Revisiting day 18 of Advent of Code 2019

Last year I’ve decided to challenge myself, I wanted to complete Advent of Code. And as if that wasn’t enough, I wanted to finish it on Christmas Day. That would mean solving each problem on the day it came out. I’m happy to say that for the most part I was successful in this, but there was a day, a single day, that made me doubt my ability to complete this challenge.

I’m talking about Day 18. I was far from the only one who had problems with this puzzle. If you look at AoC’s stats, it’s the second least solved puzzle, overtaken only by day 23.

In the end, thanks to help from AoC’s subreddit (which is full of great people who are happy to help anyone with a problem), I was able to finish both parts of day 18. I didn’t know it at the time, but turns out this puzzle required use of so called ‘Dynamic Programming’ technique.

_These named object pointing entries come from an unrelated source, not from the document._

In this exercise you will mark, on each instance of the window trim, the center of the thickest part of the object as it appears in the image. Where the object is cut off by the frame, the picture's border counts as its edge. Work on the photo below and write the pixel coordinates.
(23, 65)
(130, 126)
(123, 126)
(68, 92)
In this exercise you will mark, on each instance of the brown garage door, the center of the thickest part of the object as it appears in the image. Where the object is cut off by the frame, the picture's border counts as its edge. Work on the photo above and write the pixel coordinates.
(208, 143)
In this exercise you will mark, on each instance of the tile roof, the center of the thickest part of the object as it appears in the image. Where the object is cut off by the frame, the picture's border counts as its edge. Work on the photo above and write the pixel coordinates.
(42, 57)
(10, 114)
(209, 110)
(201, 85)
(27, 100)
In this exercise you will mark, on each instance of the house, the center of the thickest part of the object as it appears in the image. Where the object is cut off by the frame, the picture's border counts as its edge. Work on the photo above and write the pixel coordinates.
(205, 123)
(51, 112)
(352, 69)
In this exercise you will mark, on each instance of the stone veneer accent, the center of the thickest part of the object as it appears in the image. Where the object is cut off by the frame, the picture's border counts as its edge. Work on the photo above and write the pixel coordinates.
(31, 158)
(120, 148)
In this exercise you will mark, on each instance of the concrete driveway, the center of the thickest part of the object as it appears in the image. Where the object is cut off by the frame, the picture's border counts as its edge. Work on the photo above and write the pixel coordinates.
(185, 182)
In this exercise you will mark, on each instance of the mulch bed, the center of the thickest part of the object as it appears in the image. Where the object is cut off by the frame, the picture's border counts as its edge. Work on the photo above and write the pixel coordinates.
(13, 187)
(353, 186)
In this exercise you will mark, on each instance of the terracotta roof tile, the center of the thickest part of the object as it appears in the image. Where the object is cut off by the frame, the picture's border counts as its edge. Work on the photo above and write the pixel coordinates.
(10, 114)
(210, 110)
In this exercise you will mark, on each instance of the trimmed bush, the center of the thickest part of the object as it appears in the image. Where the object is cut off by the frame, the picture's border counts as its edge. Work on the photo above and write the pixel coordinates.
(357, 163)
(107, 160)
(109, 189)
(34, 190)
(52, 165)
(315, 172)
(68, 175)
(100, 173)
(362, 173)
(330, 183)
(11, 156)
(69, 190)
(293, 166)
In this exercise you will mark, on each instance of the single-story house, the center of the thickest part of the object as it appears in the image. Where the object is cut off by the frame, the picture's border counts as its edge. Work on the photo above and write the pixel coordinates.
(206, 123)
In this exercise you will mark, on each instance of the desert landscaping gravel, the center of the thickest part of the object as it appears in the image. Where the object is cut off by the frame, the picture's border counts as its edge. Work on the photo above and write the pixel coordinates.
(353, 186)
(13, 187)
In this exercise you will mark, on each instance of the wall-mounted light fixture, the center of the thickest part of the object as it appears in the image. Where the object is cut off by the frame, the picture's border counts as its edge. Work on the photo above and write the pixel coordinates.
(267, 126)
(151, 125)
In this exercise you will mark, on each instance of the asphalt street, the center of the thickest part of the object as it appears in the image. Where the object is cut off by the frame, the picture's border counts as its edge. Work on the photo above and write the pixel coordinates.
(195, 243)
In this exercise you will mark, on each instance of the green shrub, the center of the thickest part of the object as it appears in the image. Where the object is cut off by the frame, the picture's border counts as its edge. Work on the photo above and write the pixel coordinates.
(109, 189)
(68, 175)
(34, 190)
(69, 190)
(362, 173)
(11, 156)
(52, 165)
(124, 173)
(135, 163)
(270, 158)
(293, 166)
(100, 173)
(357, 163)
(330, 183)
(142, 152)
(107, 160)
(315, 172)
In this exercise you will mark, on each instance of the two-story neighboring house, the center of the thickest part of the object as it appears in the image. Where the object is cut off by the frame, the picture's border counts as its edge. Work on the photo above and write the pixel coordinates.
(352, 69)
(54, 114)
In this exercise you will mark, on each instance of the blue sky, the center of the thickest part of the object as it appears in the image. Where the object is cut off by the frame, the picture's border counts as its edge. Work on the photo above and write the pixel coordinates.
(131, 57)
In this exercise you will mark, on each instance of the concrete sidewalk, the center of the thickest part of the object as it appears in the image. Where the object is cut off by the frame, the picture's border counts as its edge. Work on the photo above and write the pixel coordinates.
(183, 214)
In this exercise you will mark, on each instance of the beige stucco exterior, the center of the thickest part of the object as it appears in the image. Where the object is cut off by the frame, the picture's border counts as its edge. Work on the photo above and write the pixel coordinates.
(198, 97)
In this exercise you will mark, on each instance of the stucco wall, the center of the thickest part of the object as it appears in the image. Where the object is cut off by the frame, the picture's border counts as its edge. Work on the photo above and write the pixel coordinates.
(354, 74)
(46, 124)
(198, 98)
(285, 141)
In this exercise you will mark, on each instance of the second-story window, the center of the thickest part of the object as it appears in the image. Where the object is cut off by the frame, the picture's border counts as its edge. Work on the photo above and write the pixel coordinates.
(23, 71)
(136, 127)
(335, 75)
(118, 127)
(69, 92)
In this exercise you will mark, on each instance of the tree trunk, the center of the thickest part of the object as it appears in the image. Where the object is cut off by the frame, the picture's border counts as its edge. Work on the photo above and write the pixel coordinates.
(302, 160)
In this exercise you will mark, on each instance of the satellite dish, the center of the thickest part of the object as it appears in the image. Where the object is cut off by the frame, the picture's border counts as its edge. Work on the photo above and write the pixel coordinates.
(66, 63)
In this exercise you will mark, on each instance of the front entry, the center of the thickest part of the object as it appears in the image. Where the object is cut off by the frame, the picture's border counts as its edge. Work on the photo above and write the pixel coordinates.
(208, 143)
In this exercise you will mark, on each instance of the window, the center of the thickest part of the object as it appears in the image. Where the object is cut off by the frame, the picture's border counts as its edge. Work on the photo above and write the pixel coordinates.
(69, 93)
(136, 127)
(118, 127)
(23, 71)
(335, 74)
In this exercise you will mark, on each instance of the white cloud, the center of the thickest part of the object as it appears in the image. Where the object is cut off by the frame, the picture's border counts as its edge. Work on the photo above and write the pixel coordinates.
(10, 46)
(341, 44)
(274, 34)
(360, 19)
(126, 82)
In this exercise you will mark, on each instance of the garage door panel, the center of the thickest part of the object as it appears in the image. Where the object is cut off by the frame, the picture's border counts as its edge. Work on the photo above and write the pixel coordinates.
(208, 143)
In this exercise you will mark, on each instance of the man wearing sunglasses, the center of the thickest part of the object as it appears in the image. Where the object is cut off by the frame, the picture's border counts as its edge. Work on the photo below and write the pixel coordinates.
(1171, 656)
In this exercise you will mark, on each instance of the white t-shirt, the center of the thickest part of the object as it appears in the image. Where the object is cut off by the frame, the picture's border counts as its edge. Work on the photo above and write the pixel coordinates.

My initial solution for this problem has the following running times:

part1 - 0.08 s
part2 - 18-20 hours

As you can see, part2 is less than ideal. So with AoC 2020 approaching, I’ve decided to revisit this problem and figure out a way to make part2 faster.

The problem

First let me introduce you to the problem that Day 18 presents.

You are given a maze represented by ascii characters, like so:

#################
#i.G..c...e..H.p#
########.########
#j.A..b...f..D.o#
########@########
#k.E..a...g..B.n#
########.########
#l.F..d...h..C.m#
#################

The lower-case letters represent keys, the upper-case letters represent locked doors and hashes represent walls. Your starting position is represented with the ‘at’ sign. Your goal is to gather all the keys in the maze with as few steps as possible, you may only move up, down, left, right, there are no diagonal movements allowed.

As you’ve probably guessed, you need to collect a key before you can go through a locked door, each letter key corresponds to its upper-case door. So if you want to get to the letter j in the example above, you would first need to collect the a key, so the A door opens up and lets you access j.

BFS isn’t enough

At first I thought “Ah, a maze, that’s basically a graph. I’ll just use BFS and all’s well!”. Sadly that was not the case.

BFS is great for finding the shortest path to a single position, however when you need to find the shortest path which goes through multiple points (without a given order of the points), it’s not enough for the task. (Not on it’s own at least.)

Using BFS I was able to find the shortest path to each key from the starting position as well as the shortest path from one key to another (while ignoring the doors). Now it was time to find the smallest sum of these paths while respecting the order in which keys need to be picked up, so doors would open and allow access to the remaining keys.

If you’re aware of the Dynamic Programming technique, you might already have a pretty good idea on how to approach this problem. However, I was not aware of this technique, so I just did a recursive function that goes through all possible valid (required doors are opened) permutation of key pick-ups and saves the one that has the shortest distance traveled. Once I ran this algorithm, I was expecting results, but it kept going. And going. And going. After a while I fired up python and made some calculations. Turns out the algorithm wouldn’t finish running any time soon.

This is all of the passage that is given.